The alternative, favoured by most of the major funders, is an independent agency run by an experienced chief executive officer, headhunted from industry. Such an agency would be able to take decisions free from political influence, and to handle intellectual property and other commercial issues as it chose. Under the current proposal, the guarantee of this freedom “is still largely unclear”, says Howells.

“MMV does not need to be democratic and representative, but to be led by someone with a nose for the best drugs bets who understands commercial drug development,” agrees Tim Evans, from the Rockefeller Foundation.

However, several academic researchers contest the plan to concentrate funding in the hands of a few groups. They argue that this could be a “lottery” that might exclude high-quality research projects, and “put all our eggs in one basket”.

But Evans opposes excessive dispersion of grants, arguing that MMV amounts to a venture capital fund: “Venture capitalists are hunters who go out and see what is in the pipeline, and how these can be turned into products. What you want is a consensus as to who are the best and brightest and what the best investment portfolio would be.”

Another uncertainty is the depth of industry commitment to MMV. The proposal is supported by both the IFPMA and the Hever group, an informal grouping of the research directors of the major pharmaceutical companies. At least three companies, including Glaxo-Wellcome, have also agreed to take part in the drug-discovery phase.

Sargent argues that more industry support will be forthcoming, but that it is difficult to make “tangible commitments” until discussions on specific projects are completed.

The Doldor group, an informal grouping of the chief executive officers of the major drug companies, last year rejected an earlier version of MMV. This had proposed that financing should come largely from a consortium of private companies, and the private sector still seems reluctant to commit cash.

One reason is that industry is concerned that financing such ventures directly could set a precedent, leading to pressure for similar ventures in other, more profitable therapeutic areas.

Rob Ridley, a researcher at Hoffmann-La Roche on secondment to WHO to develop MMV, is one of several observers who argue that the value of the “in kind” pledges already obtained from several companies should not be underestimated. Indeed, the MMV proposal estimates that such contributions could cut the cost of developing drugs for malaria from around $500 million to $186 million.

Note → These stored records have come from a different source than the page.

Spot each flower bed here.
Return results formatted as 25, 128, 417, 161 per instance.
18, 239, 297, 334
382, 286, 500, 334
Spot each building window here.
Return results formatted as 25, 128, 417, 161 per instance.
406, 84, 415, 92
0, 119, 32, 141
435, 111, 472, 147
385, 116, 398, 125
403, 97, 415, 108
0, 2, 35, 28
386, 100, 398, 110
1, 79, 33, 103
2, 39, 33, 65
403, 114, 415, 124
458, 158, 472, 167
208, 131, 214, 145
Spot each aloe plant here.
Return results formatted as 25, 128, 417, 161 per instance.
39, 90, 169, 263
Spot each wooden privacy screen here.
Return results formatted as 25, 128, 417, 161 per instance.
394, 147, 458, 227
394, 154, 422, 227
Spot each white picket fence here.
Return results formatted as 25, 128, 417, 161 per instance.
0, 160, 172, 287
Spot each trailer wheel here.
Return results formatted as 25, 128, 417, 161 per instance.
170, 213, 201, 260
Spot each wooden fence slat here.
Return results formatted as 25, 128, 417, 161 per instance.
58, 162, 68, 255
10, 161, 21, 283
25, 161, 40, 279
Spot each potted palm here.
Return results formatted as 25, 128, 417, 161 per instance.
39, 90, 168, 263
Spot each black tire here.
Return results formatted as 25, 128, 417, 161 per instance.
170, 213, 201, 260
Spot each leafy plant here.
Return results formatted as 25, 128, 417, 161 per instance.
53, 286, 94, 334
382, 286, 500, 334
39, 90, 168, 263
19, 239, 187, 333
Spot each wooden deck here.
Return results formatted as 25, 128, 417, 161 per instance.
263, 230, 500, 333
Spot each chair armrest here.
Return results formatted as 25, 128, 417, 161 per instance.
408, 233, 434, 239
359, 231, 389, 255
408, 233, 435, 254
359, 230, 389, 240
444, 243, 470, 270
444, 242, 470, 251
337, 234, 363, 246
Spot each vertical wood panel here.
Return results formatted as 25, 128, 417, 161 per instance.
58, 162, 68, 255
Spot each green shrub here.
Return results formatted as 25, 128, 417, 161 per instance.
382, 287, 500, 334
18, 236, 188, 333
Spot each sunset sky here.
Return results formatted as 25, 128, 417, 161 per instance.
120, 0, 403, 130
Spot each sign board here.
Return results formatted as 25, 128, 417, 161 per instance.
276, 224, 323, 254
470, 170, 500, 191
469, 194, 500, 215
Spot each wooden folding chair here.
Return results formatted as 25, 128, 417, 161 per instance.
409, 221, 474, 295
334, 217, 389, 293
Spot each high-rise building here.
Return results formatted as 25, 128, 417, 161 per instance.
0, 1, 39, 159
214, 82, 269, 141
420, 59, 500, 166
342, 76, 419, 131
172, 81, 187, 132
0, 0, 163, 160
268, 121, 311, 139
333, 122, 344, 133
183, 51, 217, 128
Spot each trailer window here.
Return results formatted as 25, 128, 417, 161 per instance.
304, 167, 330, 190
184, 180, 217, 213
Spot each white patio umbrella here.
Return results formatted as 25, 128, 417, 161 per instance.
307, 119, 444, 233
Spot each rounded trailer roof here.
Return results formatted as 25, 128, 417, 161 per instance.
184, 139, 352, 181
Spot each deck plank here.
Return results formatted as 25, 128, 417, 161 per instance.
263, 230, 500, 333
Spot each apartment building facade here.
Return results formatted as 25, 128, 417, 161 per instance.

The acid test for industry's commitment will come when their support is required to take drugs from the MMV laboratory to the marketplace — the most expensive part of the drug development process. At present, this part of the MMV proposal is “very vague”, says one funding agency official.

A carrot for industry being considered by the World Bank as part of MMV would involve subsidizing bulk antimalarial drug purchases by poor countries to create a market for industry. “If MMV is going to succeed, a clear commitment from the World Bank would be needed”, says Sargent.

In principle, such subsidies may be relatively straightforward to arrange using existing mechanisms, according to Amie Batson, who is the World Bank's representative on MMV.